ARTICLE

How Thomson Reuters develops reliable AI technology

A fundamental approach to rigorous testing by engineers, data scientists, and industry experts

Every professional who depends on technology, especially products that employ artificial intelligence (AI), is rightly concerned about issues such as data quality and lack of transparency, consistency, and reliability. 

That’s why we employ an exacting testing and validation process to ensure every product or program we release performs to the highest possible standards. We’ve been doing this for over 30 years for the products we develop for legal, tax and accounting, risk and fraud, news professionals, and professional service firms.

With a rich history in applied research activities, Thomson Reuters Labs focuses on revolutionary technology for real-world business problems. Our customers’ need for trustworthy information drives our research — along with the recent breakthroughs in machine learning and AI research.

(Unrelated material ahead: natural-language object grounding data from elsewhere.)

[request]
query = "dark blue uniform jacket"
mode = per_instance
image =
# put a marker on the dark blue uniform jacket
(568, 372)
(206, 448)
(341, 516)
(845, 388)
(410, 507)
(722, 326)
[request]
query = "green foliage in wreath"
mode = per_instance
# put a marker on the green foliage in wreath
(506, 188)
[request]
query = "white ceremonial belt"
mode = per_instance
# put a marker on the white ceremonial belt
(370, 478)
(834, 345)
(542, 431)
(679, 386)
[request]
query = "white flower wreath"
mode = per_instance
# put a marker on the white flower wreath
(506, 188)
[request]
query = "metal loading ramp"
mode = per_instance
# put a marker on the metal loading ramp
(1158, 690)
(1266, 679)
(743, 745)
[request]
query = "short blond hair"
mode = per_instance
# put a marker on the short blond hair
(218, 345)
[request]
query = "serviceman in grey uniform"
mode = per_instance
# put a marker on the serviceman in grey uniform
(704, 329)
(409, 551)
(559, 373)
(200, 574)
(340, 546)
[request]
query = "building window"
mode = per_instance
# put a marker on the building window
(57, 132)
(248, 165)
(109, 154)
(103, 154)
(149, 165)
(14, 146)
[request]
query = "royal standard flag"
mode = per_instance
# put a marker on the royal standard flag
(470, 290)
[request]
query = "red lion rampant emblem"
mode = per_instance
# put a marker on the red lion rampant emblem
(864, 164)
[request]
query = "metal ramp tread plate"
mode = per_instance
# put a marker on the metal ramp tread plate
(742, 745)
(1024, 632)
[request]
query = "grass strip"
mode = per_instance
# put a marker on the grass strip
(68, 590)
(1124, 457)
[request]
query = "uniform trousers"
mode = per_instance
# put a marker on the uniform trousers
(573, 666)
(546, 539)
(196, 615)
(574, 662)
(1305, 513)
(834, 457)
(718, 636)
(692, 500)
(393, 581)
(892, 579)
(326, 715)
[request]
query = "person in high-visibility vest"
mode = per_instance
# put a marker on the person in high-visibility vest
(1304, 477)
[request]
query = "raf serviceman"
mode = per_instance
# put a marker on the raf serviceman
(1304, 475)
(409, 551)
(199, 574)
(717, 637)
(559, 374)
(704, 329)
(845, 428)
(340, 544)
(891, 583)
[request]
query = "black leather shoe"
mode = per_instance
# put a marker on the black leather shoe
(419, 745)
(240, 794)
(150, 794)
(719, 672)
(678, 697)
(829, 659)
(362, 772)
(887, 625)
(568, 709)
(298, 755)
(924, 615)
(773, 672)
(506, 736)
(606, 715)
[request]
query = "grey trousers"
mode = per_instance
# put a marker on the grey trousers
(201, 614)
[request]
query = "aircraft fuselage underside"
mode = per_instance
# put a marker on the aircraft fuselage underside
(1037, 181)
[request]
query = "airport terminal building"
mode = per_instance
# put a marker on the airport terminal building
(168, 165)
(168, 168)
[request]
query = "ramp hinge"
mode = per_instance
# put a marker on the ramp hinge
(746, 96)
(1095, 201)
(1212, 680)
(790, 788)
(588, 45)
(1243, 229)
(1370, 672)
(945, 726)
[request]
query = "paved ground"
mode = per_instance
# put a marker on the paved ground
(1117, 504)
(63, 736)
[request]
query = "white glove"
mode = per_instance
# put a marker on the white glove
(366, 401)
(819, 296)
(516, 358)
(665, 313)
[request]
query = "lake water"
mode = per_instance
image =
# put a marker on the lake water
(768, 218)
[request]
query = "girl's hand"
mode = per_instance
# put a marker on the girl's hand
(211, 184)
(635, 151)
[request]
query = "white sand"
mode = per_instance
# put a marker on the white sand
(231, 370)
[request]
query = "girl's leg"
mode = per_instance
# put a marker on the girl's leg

The people we serve require the right information — in the proper context — and often under tight time constraints. So, we’ve adopted a comprehensive approach that closely examines accuracy, bias, usability, depth and breadth of information, and data drift to give professionals the confidence that the information they receive is accurate and complete.

This approach requires data scientists, engineers, and domain experts to test hundreds of examples to determine if a product or program can meet our standards.

How we approach AI development

Every time we begin a project incorporating AI, we start by defining the task: what exactly is the AI meant to accomplish? 

Building an artificial intelligence model based on what it is supposed to accomplish gives us the ability to stress test it without having to completely design the AI solution first. We can, therefore, lay out the features that allow the product or program to function properly and develop a reliable AI model in parallel. Once both meet their requirements, the developers integrate the AI model into the newly developed product feature, and they perform further rigorous testing to ensure that its usability meets our standards.

During the AI model development, we refine the model and adjust it to meet the predefined requirements. We then do error analysis, which entails observing how and where the model did not make the correct prediction or provide the proper information. Then, we work to understand why and determine how to make corrections.

This cycle of iterative refinements continues until we are satisfied that the AI is performing the appropriate tasks accurately.

Critical components of developing AI

We must integrate two critical components into AI’s development: the involvement of domain experts and the implementation of continuous evaluation.

Involvement of domain experts

Model development is not simply the responsibility of scientists. To create a model that performs the way it needs to function, we need domain experts who implicitly understand what the end user will need. These people help the scientists develop the appropriate prompts to test for accuracy, bias, and consistency.

If we’re designing AI to benefit the legal profession, we need experts with that specific background. Conversely, if it’s to work for accounting or tax professionals, we require domain experts who know what is accurate and most beneficial to those users. 

That said, a domain expert developing prompts can’t solve every problem or issue. We need scientists to maintain the rigor of the testing, figure out how to overcome challenges, and improve what needs fixing.

Implementation of continuous evaluation

We employ strict scientific evaluation methods to ensure the models’ continued accuracy and high-quality answers.

Checking accuracy

For accuracy, we ask how accurate the information produced was. How complete was the information?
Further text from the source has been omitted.